The PBAS Inflatable Running Tunnel Modules also allows an athlete to benefit from altitude training at a local level, and just as Keflezighi chooses to incorporate cardio training into his workout with the use of an exercise bike, so too does the PBAS Inflatable Cycling Modules allow for this, again at a local level, with rooms available for one person, two people, and then up to four people and their Monark elliptical trainers.
POWERbreathe Inspiratory Muscle Training is also beneficial for altitude training because at high altitude air is "thinner" and contains less oxygen than that at sea level, so your lungs must work much harder as your breathing is pushed to its limits.

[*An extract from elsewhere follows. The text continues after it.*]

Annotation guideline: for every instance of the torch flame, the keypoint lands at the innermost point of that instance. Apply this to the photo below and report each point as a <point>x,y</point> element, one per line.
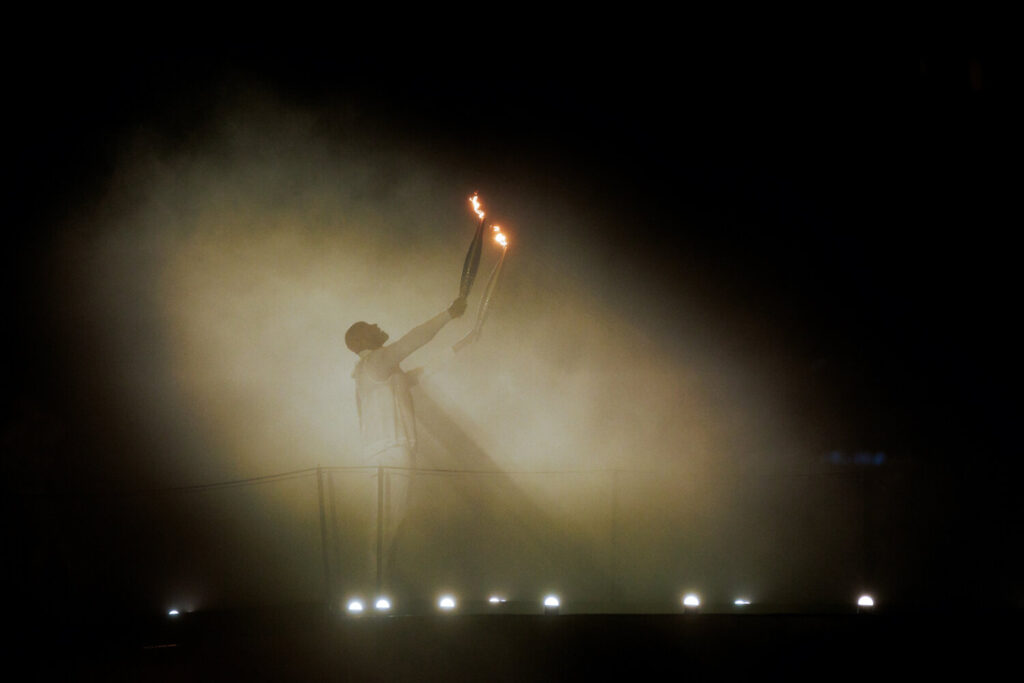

- Attenuates the increase in effort associated with ascent to high altitude1
- Attenuates the impairment of inspiratory muscle strength induced by ascent to high altitude2
1 Nickol A, Romer L, McConnell A, Jones D. The effects of specific inspiratory muscle training upon respiratory muscle function and dyspnoea at high altitude. High Alt Med Biol. 2001;2:116.
2 Romer L, McConnell A, Jones D. Changes in respiratory and forearm-flexor muscle strength during exposure to high altitude. J Sports Sci. 2000;19:63-4.